Five Sonnets in Dimeter
Hitch-hiking into Franklin, North Carolina
Old Marlene,
she stopped for me
in her smoky green
Odyssey
and said to throw
my pack in the back
over the toe-
shaped urn that Jack,
her boyfriend, bounced
inside. “Okay.”
Then she announced,
“I’m on my way
to learn to deal
poker, and heal.”
Proof
The mallard pair
look so unlike:
his chartreuse flair,
her coffee cake.
But hidden with
a deft aplomb,
the stuff of myth:
a speculum
to prove their stars
aligned, a charm
each had in half.
So where is ours?
I lift your arm.
We laugh our laugh.
The Thousandth Time
But what if after
the fatted calf
and lavish laughter
we cease to laugh,
excitements flee
and grain and chaff
remain to be
threshed in stunning
monotony?
What if I’m gunning
for one more crime,
a wreck of cunning—
the thousandth time
will he be running?
Impressionable When I was supple
as new wet clay
one melody
could leave me a cripple,
stripped and lost—
and happy.
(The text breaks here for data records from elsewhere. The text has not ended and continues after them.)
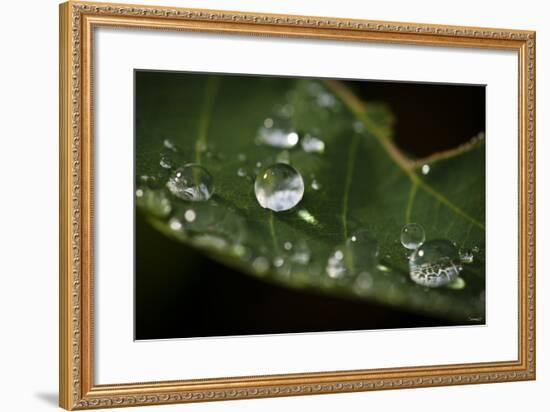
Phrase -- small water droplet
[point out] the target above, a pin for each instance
(170, 145)
(279, 187)
(358, 126)
(175, 224)
(435, 263)
(166, 161)
(412, 236)
(315, 185)
(190, 215)
(307, 217)
(278, 261)
(457, 284)
(201, 146)
(311, 144)
(466, 256)
(155, 202)
(283, 157)
(260, 265)
(301, 253)
(363, 283)
(191, 182)
(277, 132)
(335, 266)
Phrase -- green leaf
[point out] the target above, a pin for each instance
(368, 188)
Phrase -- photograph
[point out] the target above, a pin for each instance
(280, 205)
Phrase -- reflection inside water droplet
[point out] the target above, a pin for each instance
(191, 182)
(435, 263)
(279, 187)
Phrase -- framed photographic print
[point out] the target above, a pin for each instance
(258, 205)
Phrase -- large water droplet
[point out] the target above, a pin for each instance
(312, 144)
(277, 132)
(412, 236)
(191, 182)
(279, 187)
(435, 263)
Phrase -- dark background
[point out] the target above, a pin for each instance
(182, 293)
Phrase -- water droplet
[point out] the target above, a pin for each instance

When
can an air-dried man
be again impressed?
The thrill of bending
under that rush
of beauty’s push
should know no ending—
though half the charm
was taking form.
Keeping Face
Each day I sit
at this old desk
clawing at
my constant mask.
With luck it will
peel briefly off
only to swell
to some new spoof.
It grows from me.
What nourishes it?
Sheer vanity?
Unlearn, forget
the masquerade.
Outside is God.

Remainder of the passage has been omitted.